What it’s like to be a Whatcom athlete in the time of COVID-19

Being a college athlete is hard as it is but being a student athlete in college might just be harder. During a regular season, the Whatcom volleyball team has a packed schedule, but who knew that during a worldwide pandemic, we are still working just as hard.

I’m a returning player for Whatcom’s volleyball team. I played last year as the starting Libero, which is a defensive specialist, for the team, where we placed first in the Northern Region of the Northwestern Athletic Conference and placed in the top eight at the NWAC Championship. We worked hard every day, sometimes practicing up to four hours a day. A lot of people have asked what we are doing to practice as a team while being safe and conscious of COVID-19 guidelines.

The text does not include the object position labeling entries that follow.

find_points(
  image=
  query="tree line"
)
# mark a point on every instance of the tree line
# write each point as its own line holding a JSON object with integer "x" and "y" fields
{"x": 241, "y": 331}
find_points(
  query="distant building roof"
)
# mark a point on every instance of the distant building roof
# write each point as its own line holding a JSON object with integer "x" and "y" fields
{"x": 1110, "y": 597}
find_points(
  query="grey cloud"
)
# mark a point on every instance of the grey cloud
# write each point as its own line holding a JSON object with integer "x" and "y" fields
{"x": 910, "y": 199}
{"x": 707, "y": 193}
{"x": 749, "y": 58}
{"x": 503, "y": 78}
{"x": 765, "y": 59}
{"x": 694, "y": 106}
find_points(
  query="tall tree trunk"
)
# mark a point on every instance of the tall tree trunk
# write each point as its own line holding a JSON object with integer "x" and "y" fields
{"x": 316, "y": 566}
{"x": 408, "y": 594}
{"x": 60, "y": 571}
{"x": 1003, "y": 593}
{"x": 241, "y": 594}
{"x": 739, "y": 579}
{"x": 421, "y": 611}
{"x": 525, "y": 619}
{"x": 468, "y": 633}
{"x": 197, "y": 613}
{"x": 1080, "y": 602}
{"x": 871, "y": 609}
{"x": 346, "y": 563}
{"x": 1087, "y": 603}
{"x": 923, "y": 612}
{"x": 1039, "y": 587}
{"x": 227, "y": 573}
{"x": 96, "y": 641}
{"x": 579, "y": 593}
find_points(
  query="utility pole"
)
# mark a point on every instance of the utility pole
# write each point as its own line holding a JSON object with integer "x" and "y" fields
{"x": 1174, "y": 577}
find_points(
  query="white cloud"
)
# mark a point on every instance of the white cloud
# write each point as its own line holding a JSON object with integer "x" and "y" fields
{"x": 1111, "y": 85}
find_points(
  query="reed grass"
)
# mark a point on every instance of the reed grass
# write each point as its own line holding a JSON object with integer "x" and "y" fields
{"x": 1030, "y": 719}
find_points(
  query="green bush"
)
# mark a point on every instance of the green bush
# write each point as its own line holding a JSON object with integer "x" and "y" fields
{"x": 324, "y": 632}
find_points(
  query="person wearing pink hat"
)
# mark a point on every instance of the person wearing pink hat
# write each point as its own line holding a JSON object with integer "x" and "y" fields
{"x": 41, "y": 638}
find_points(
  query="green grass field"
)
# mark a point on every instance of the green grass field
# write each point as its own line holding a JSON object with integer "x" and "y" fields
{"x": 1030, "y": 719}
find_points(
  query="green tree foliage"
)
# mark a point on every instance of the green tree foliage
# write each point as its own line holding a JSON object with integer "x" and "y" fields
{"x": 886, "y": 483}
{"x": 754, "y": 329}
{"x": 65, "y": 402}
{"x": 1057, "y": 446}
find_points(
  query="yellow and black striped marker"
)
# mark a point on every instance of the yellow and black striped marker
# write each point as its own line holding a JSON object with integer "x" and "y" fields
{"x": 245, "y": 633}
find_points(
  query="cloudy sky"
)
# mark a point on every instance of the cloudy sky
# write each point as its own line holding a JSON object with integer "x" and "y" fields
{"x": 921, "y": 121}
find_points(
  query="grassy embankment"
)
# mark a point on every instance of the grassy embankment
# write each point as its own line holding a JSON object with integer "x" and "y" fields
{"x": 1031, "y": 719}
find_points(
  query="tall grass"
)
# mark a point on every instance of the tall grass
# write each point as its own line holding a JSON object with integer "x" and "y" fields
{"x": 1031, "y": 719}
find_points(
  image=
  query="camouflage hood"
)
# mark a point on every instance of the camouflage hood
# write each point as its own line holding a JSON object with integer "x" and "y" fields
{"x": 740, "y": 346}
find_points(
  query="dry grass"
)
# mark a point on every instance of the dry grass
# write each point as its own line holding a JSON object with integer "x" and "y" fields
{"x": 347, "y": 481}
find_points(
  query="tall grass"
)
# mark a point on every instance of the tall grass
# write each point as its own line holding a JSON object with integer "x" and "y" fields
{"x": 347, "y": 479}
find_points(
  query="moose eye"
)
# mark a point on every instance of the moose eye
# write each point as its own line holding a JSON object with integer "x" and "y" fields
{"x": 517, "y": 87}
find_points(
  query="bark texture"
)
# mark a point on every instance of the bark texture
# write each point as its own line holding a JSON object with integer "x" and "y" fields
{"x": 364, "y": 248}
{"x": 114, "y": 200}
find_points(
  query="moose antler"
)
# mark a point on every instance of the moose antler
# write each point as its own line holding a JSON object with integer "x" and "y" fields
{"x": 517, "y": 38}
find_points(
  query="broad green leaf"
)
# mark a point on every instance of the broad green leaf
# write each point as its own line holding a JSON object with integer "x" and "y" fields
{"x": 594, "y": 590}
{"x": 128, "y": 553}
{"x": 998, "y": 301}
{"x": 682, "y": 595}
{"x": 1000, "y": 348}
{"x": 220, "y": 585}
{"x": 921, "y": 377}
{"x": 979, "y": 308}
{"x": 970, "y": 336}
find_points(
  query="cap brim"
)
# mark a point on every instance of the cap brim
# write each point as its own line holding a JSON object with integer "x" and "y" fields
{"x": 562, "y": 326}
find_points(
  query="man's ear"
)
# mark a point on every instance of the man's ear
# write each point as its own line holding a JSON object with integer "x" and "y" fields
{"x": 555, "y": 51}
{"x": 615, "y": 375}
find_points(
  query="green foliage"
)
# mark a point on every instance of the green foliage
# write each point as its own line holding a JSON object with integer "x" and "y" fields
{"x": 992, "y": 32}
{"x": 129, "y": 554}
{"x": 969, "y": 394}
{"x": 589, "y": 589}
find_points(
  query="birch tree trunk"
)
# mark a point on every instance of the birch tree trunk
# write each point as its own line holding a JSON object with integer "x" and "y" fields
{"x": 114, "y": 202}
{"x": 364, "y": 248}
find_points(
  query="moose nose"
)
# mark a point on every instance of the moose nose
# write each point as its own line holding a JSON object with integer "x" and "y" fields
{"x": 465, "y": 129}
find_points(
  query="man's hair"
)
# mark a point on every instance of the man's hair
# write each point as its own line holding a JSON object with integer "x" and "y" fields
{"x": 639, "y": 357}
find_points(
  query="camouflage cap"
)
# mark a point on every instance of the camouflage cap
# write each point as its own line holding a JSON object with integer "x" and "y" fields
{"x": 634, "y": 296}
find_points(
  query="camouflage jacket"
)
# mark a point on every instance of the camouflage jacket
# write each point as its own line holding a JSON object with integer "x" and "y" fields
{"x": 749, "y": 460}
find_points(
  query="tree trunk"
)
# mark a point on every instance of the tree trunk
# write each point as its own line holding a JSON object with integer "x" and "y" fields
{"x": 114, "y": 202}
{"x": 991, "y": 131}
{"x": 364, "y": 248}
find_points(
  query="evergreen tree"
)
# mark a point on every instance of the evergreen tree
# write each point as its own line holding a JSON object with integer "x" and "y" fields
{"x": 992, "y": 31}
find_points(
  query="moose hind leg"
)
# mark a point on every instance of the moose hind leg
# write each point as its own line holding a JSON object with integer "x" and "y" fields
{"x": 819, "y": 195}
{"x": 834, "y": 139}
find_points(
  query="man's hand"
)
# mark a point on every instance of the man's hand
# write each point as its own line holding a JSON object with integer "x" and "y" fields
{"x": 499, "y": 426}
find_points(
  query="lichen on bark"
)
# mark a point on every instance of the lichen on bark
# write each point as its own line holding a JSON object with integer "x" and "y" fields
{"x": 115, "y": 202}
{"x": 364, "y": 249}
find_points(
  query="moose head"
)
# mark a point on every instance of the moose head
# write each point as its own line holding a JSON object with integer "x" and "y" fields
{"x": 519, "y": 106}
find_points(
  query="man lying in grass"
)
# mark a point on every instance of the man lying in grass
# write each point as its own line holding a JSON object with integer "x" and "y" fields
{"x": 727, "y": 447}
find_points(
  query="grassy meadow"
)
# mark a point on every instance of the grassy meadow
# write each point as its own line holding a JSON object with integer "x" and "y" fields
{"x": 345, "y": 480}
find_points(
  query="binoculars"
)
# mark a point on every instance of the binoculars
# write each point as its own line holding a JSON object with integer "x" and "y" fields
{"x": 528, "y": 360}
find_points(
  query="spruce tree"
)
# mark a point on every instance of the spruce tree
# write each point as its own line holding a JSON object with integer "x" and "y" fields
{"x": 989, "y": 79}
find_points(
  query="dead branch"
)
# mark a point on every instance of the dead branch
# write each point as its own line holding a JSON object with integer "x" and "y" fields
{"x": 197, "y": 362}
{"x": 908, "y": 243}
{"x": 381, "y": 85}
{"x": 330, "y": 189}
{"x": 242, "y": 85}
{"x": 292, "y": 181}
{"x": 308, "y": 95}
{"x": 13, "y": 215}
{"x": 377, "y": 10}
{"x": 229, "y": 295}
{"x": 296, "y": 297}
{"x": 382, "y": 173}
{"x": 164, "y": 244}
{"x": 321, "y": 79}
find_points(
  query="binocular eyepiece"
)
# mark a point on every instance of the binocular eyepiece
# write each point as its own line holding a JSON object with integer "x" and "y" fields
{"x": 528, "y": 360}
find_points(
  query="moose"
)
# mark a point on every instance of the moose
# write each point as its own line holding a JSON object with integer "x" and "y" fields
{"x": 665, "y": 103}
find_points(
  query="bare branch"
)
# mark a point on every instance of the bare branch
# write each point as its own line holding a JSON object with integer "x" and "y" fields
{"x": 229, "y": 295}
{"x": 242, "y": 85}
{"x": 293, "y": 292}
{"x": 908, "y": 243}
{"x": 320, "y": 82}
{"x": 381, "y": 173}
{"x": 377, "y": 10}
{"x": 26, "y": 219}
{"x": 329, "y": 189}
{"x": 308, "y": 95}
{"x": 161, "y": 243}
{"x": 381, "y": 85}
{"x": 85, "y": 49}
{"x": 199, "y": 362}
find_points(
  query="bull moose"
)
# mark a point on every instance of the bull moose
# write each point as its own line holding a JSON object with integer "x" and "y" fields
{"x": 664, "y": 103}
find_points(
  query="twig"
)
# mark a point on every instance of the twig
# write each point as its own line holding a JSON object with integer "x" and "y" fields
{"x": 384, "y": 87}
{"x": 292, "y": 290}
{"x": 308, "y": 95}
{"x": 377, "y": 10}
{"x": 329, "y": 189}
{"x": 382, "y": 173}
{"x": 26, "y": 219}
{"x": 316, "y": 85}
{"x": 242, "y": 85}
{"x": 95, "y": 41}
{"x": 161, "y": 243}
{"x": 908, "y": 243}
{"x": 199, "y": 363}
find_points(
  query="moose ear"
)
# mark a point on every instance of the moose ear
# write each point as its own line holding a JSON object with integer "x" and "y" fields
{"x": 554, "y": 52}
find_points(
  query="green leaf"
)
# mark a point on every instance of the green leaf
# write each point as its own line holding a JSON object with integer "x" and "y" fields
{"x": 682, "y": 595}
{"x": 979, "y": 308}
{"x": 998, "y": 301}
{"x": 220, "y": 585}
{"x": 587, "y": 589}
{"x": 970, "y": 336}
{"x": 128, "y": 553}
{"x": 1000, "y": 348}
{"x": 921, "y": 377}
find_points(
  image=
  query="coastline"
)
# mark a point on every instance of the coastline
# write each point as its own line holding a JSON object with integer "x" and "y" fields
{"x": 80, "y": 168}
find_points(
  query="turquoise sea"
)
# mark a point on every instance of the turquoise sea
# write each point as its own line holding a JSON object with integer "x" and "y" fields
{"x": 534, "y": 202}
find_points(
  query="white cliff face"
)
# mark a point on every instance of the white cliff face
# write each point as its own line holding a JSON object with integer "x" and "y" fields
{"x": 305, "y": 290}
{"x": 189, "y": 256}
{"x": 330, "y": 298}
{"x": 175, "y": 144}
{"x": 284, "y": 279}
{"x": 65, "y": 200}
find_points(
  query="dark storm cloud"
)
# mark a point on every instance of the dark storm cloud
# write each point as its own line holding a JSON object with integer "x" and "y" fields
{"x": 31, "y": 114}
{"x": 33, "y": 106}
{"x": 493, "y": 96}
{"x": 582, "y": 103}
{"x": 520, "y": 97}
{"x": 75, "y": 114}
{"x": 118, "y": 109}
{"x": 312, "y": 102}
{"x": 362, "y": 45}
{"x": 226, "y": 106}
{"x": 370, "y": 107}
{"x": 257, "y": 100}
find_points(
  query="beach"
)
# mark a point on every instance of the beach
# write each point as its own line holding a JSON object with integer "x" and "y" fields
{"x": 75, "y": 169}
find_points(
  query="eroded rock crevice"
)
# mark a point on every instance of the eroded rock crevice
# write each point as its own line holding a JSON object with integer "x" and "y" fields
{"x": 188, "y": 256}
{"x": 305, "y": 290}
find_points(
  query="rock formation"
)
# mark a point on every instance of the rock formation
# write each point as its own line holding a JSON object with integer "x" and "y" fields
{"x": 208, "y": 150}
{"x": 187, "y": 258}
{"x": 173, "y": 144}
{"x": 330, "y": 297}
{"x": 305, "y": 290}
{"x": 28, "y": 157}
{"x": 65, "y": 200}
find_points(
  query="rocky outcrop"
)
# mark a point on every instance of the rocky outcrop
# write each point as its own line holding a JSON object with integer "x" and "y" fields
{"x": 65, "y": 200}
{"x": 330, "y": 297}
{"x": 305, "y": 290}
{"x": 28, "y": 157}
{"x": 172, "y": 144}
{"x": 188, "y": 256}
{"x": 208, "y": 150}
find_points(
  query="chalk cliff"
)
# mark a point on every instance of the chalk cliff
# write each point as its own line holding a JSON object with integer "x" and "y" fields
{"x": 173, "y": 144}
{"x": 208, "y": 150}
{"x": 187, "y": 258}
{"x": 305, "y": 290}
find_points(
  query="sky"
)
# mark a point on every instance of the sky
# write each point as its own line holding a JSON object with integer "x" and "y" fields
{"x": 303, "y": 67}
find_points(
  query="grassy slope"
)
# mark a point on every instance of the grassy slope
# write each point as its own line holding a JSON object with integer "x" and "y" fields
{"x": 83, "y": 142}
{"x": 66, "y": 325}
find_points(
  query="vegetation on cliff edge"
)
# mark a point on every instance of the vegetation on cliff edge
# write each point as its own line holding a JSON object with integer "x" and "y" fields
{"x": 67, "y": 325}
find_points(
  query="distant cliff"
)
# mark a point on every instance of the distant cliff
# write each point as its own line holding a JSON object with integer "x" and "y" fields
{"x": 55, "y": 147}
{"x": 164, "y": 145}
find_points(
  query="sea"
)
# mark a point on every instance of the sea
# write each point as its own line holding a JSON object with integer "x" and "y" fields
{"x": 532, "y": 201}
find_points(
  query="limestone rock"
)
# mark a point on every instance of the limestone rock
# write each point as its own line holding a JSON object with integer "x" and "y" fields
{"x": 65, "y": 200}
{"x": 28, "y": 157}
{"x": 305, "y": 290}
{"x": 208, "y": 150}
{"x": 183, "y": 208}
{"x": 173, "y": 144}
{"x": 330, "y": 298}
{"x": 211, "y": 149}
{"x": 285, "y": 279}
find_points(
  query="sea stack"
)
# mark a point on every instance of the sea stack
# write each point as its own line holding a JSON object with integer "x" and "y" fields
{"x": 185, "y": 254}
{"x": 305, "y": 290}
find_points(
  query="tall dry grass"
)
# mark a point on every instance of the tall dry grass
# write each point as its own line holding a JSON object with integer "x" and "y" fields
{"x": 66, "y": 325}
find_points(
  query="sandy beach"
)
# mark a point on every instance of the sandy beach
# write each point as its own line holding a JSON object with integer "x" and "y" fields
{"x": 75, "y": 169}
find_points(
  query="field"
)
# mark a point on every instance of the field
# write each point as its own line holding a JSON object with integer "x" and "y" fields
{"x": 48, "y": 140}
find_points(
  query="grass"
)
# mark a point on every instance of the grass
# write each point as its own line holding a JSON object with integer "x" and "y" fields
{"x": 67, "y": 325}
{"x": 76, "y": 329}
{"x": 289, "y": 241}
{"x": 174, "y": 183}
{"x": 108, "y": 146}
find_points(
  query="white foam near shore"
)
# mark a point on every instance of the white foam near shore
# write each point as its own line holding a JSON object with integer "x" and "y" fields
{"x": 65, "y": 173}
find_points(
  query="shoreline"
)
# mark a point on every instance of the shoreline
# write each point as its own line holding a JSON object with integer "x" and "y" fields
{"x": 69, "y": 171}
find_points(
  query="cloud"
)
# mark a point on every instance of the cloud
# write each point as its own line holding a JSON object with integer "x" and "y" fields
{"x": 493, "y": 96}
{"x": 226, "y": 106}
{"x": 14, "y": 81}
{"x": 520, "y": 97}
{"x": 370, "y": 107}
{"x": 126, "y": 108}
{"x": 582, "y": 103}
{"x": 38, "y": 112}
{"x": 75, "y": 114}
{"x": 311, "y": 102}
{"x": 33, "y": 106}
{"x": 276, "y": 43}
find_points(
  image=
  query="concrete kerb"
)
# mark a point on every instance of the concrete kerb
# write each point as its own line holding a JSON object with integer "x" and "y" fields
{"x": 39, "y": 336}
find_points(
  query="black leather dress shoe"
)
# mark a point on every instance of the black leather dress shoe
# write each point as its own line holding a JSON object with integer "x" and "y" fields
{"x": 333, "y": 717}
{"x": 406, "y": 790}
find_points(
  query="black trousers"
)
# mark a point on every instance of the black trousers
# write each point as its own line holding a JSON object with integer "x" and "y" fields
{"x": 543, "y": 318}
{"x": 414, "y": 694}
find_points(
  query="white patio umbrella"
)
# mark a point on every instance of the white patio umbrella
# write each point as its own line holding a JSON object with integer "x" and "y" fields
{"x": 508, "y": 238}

Fall would normally be our regular season, but because of the virus and pandemic, our season was moved to spring. The Whatcom athletic staff found a way for us to work together by adhering to the safety guidelines and developing a new routine for our teams.

I can’t speak for the other teams, but I can speak for the volleyball team: We are strict.

When first walking into the Whatcom gym, we sanitize our hands. We then walk directly to a thermometer, where our temperatures are taken and recorded by the coaching staff. If we have a temperature, we are immediately sent home. Thankfully, we haven’t had one person on the team with a temperature above 99 degrees.

Usually, we would have two 2-hour practices every weekday in preseason, and then change it to workouts in the morning and practices at night. This preseason, however, we still have practice every day, but our three workouts a week changed to two, and our normal 2-hour practices changed to an hour and a half.

During practice, we all keep our masks on and stay 6 feet apart when not playing. We must limit some of our old tendencies like huddling in rally and high-fiving. Usually after winning or losing a point, we’ll come into a huddle and scream, yell, high-five, anything you can think of in an act of excitement. Now, we barely touch elbows and use our voices more than our bodies to cheer each other on.

(Photo credit: Cody Luthy – Lexi Carpenter getting ready for practice Nov. 12, 2020)

Masks are difficult. When you’re sweating, running around, and panting, the masks make it all 10 times more noticeable. The only time we take off our masks is when we are taking a water break or if we lose a drill or don’t perform the way we want to perform. Usually the consequence is running sprints or jumping burpees together, but now we’re far away from each other. If we do take off our masks, we make sure to not just be 6 feet away, but 10 or more.

Another thing that has really changed is simple things like team bonding. Although a lot of people might not realize, team bonding is a huge part of a team’s culture and chemistry. Last season, we would often leave practice and meet at one person’s apartment to pick a restaurant to eat at together. This season, we aren’t allowed to do that unless we are all masked, and even if we are masked, it’s not supported by the athletic department. Better safe than sorry.

Recently, we received news that this season will not count as a year of eligibility. That means that although I will play, and it’s my sophomore year, I will have three years of eligibility after this season. Usually, I would have two. This is great for me because when I transfer, I will have an extra year to play at the university level.

Hopefully going into the spring season, things will be different. Maybe by then we won’t need to wear masks while playing and we won’t need to check our temperatures. For it to be like that we all need to be responsible and disciplined now, not just athletes, but everyone.